Mais où est Joseph ? Il n'est pas au niveau de l’autel, sans doute est-ce l’homme de dos et à genoux, il porte un cierge qui répond à celui qui est posé sur l’autel. Nous retrouvons donc l’essentiel de la scène biblique par ses rites, ses paroles mais pourquoi ce mouvement tournant des mères passant devant l’autel ? Pour rappeler que Jésus et ses parents sont de bons juifs comme les autres, ils suivent une prescription religieuse, comme leurs voisins, et c’est dans cette simplicité, voire cette banalité que Dieu se révèle.

Mais le texte de Luc est célèbre par la présence et les paroles de Siméon : « Or, il y avait à Jérusalem un homme appelé Siméon. C’était un homme juste et religieux, qui attendait la Consolation d’Israël, et l’Esprit Saint était sur lui ». Siméon n’est pas prêtre, il n’est donc pas celui qui officie à l’autel. Peut être est-ce le vieillard qui est au second plan à droite et qui regarde le ciel comme s’il rendait grâce.  Je crois que Siméon est absent et nous verrons à la fin qu’il y a une raison.
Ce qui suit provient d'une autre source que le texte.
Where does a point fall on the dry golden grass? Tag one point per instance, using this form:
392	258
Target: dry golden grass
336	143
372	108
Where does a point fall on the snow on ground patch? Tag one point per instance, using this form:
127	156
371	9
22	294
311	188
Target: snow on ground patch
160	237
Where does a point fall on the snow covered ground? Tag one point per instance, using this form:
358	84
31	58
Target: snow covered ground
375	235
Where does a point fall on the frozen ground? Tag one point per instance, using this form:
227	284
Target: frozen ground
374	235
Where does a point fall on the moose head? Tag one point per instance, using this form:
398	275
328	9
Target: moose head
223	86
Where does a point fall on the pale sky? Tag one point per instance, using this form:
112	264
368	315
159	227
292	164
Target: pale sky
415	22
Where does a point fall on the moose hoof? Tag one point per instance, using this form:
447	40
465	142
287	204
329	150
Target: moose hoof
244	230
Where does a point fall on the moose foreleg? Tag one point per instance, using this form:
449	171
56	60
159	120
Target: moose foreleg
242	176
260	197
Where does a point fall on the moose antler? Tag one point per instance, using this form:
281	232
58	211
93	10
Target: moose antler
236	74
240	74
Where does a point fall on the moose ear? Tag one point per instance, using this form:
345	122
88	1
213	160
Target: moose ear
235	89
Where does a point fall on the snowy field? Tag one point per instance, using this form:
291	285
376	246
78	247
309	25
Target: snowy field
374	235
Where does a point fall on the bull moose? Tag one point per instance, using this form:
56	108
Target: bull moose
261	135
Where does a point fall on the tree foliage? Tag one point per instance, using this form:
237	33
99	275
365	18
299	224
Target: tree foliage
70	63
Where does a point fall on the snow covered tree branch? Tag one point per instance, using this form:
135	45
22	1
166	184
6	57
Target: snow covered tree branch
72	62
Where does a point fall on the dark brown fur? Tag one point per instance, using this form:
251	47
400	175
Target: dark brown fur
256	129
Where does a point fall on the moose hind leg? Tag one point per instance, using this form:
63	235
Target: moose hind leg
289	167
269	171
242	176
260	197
 Par contre un personnage étrange se trouve sur les marches de l’autel, une sorte de mendiant qui réfléchit sombrement et semble extérieur à la scène. J’ai pensé un moment que ce pouvait être Siméon, mais un détail lui donne une autre fonction, il tient un panier dont on voit sortir une tête d’oiseau. C’est donc le marchand de colombes qui fournit les parents, et Joseph ou Marie ont dû passer par lui pour leurs achats. Un marchand et dans l’évangile selon Jean au chapitre 2 lors de la scène des marchands du temple, il est écrit : « il jeta par terre la monnaie des changeurs, renversa leurs comptoirs et dit aux marchands de colombes : « Enlevez cela d’ici. Cessez de faire de la maison de mon Père une maison de commerce. » On imagine mal le Christ chasser ce pauvre marchand.
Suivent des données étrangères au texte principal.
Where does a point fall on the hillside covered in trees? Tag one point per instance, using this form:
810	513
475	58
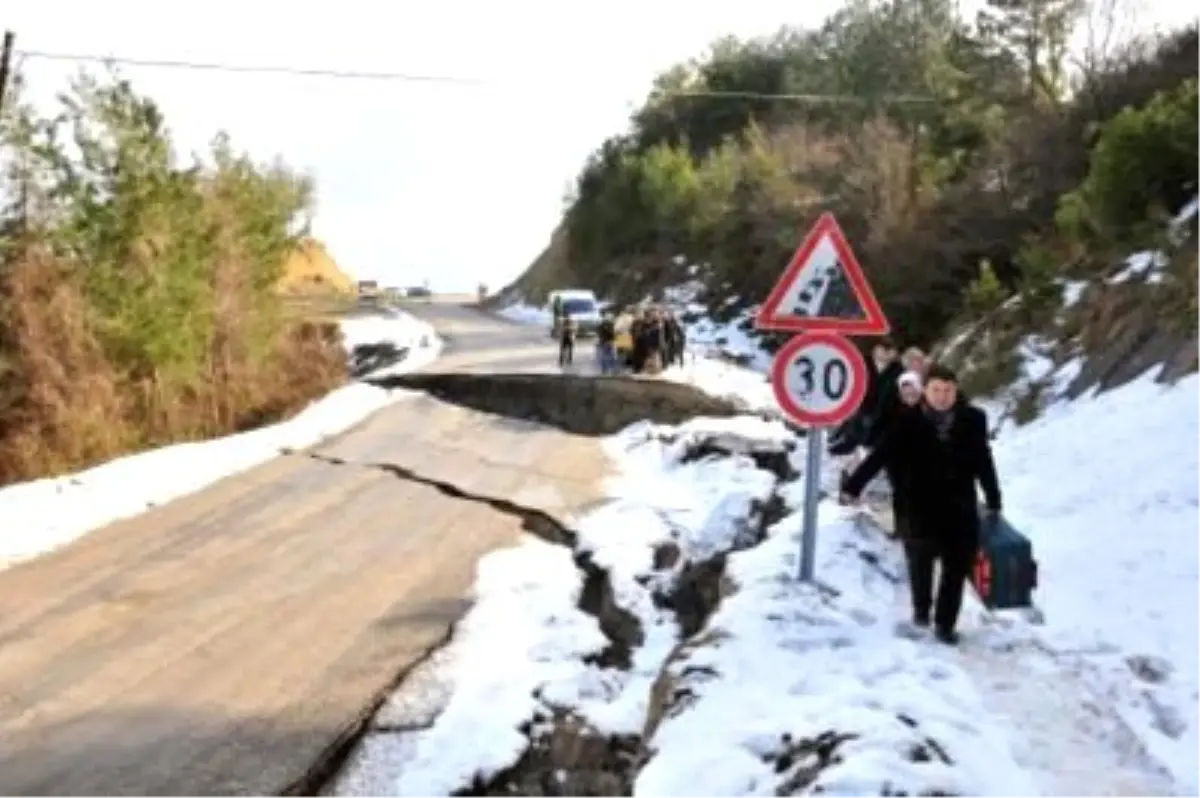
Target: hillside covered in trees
966	159
138	292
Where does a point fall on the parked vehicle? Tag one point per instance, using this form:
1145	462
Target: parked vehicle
583	307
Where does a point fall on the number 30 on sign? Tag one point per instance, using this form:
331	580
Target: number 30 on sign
819	378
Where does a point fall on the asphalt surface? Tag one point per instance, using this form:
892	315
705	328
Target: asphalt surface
223	643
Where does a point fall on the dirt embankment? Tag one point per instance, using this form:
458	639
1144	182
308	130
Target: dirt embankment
1095	333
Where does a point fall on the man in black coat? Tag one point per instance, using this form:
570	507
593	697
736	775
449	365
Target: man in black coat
940	450
885	399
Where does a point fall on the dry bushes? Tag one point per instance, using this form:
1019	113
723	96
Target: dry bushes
137	297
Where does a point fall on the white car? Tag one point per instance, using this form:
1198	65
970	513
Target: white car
583	307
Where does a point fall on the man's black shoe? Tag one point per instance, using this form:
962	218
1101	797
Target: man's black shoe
947	636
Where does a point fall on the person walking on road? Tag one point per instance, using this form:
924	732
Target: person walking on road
606	340
941	450
567	341
915	360
885	399
677	340
911	393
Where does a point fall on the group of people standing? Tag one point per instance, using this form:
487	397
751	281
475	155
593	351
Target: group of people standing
919	429
655	340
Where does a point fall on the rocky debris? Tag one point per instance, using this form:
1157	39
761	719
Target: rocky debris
567	759
769	451
591	406
619	625
370	358
801	762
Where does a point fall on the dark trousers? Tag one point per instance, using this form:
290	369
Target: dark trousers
955	558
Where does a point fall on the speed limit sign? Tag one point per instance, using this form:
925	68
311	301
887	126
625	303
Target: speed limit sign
819	378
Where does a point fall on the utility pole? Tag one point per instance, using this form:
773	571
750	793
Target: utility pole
5	61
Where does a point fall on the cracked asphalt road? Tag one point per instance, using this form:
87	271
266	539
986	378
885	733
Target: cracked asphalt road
226	642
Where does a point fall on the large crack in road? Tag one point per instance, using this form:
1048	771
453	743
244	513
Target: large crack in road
597	600
597	762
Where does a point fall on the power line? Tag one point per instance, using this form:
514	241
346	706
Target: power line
406	77
211	66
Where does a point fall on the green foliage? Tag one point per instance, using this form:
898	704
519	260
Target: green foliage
162	276
984	294
940	143
1143	167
Mais il faut noter que ce marchand ne compte pas ses pièces mais regarde un petit tonneau placé sur la marche et qui est sans doute le récipient, la tirelire, où les parents déposent les piécettes pour les oiseaux, et cette tirelire est placée à la verticale de l’enfant Jésus et de Marie. Le livre du Lévitique précise bien que lorsque la femme « est incapable de trouver la somme nécessaire pour une tête de petit bétail, elle prendra deux tourterelles ou deux pigeons, l'un pour l'holocauste et l'autre en sacrifice pour le péché. Le prêtre fera sur elle le rite d'expiation et elle sera purifiée ». Mettre le petit tonneau sous Marie n’est donc pas indifférent, la somme déposée est pour le péché, de celle qui est l’Immaculée, celle pour l’holocauste renvoie directement à la divinité de l’Enfant ! ? Le message religieux au lieu de passer par le cantique de Siméon passerait donc en partie par le pauvre homme qui par son service permet à chacun de reprendre le chant de Siméon : « mes yeux ont vu ton salut, salut que tu as préparé devant tous les peuples, lumière pour éclairer les nations, et gloire d'Israël, ton peuple ». Cette énigme reste ouverte.
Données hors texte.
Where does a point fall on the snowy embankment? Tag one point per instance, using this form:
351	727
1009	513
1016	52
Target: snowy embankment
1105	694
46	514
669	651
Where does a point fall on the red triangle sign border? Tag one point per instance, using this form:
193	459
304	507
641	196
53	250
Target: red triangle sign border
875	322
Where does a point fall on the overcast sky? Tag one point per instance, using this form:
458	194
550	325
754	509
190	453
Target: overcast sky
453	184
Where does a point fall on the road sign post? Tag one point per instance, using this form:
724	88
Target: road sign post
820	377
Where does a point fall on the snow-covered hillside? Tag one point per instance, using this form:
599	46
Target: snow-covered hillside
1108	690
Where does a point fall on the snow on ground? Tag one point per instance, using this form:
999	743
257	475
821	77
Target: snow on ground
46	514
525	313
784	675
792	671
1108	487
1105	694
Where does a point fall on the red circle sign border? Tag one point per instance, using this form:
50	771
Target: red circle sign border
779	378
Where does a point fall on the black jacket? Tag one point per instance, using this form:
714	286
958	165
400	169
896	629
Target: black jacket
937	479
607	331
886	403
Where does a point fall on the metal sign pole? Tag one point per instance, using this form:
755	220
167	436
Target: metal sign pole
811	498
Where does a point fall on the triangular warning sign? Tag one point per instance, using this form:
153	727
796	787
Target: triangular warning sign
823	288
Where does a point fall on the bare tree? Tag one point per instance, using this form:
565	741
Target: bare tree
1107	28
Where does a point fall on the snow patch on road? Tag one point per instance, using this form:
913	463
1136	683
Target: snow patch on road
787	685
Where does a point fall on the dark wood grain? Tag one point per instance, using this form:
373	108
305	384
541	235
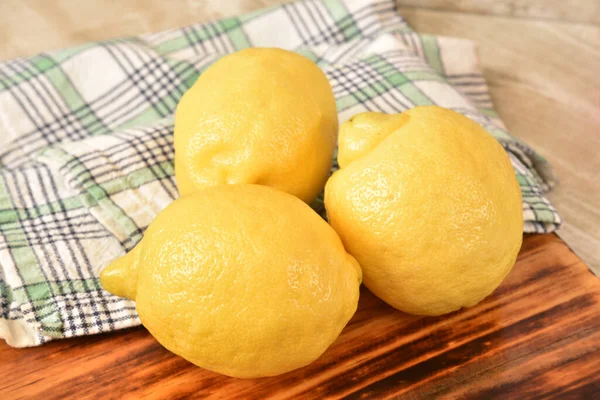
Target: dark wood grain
537	336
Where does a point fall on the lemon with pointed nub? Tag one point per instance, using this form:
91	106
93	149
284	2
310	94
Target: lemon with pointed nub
244	280
429	205
261	115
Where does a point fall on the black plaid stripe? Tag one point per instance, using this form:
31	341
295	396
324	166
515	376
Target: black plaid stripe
367	19
152	76
54	227
146	148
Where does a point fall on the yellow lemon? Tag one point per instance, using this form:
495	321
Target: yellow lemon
244	280
429	206
261	115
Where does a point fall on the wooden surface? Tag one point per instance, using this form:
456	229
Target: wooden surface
538	335
541	59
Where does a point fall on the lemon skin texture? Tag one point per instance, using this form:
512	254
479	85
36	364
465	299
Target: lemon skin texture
261	115
432	211
244	280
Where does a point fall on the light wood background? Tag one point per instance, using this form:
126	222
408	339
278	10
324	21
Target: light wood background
541	58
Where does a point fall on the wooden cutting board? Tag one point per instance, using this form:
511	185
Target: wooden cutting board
538	335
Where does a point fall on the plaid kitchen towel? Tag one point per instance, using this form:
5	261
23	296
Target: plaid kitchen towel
86	141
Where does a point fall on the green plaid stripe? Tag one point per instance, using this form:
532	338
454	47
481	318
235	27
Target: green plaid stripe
88	161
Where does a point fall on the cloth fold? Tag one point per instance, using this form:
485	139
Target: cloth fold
86	141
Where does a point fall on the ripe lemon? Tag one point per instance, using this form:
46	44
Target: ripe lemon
261	115
430	208
244	280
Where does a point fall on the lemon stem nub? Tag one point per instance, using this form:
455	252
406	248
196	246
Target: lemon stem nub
120	277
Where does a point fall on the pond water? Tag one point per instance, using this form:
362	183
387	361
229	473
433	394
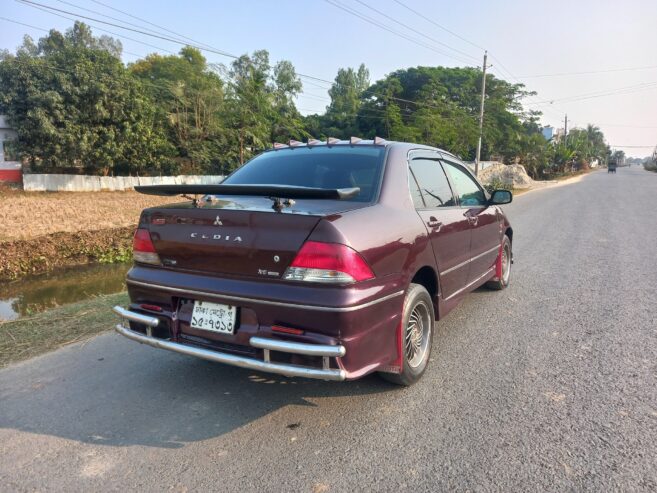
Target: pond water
36	294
Mais il en reste une dernière, et de taille. La scène est censée se passer au temple de Jérusalem, temple revu et modifié assez librement par les peintres, mais il est impossible d’y faire figurer comme ici des statues, cela le rendrait païen. Nous sommes donc amenés à voir plutôt une église catholique que le Temple, et la statue dans sa niche ressemble fort à celle de la Vierge ou d’une sainte chrétienne. Il nous faut faire soudain un saut à travers les siècles, pour rejoindre la Venise du 16e.

Il existait autrefois une coutume, qui perdure encore dans certaines paroisses, le jour de la fête de la Présentation au temple, le 2 février, le prêtre bénit les petits enfants et les chandelles qui vont servir pour la procession de la « chandeleur ». N’est-ce pas cela que le peintre représente ? La suite des jeunes mères qui marchent, montent et descendent, hier à Jérusalem, aujourd’hui à Venise, pour demander à un évêque, bien coiffé de sa mitre, de bénir leurs enfants et les chandelles dont elles garderont. L’absence de Siméon s’explique aussi par cette transposition qu’il ne peut partager.

A Maguelonel a messe de la Chandeleur est destinée à bénir les jeunes enfants

Ainsi Le Tintoret représente une scène tirée de l’évangile de Luc et il la montre toujours vivante pour les fidèles de sa ville. Quelle belle appropriation. Quel beau mouvement à la fois physique et temporel.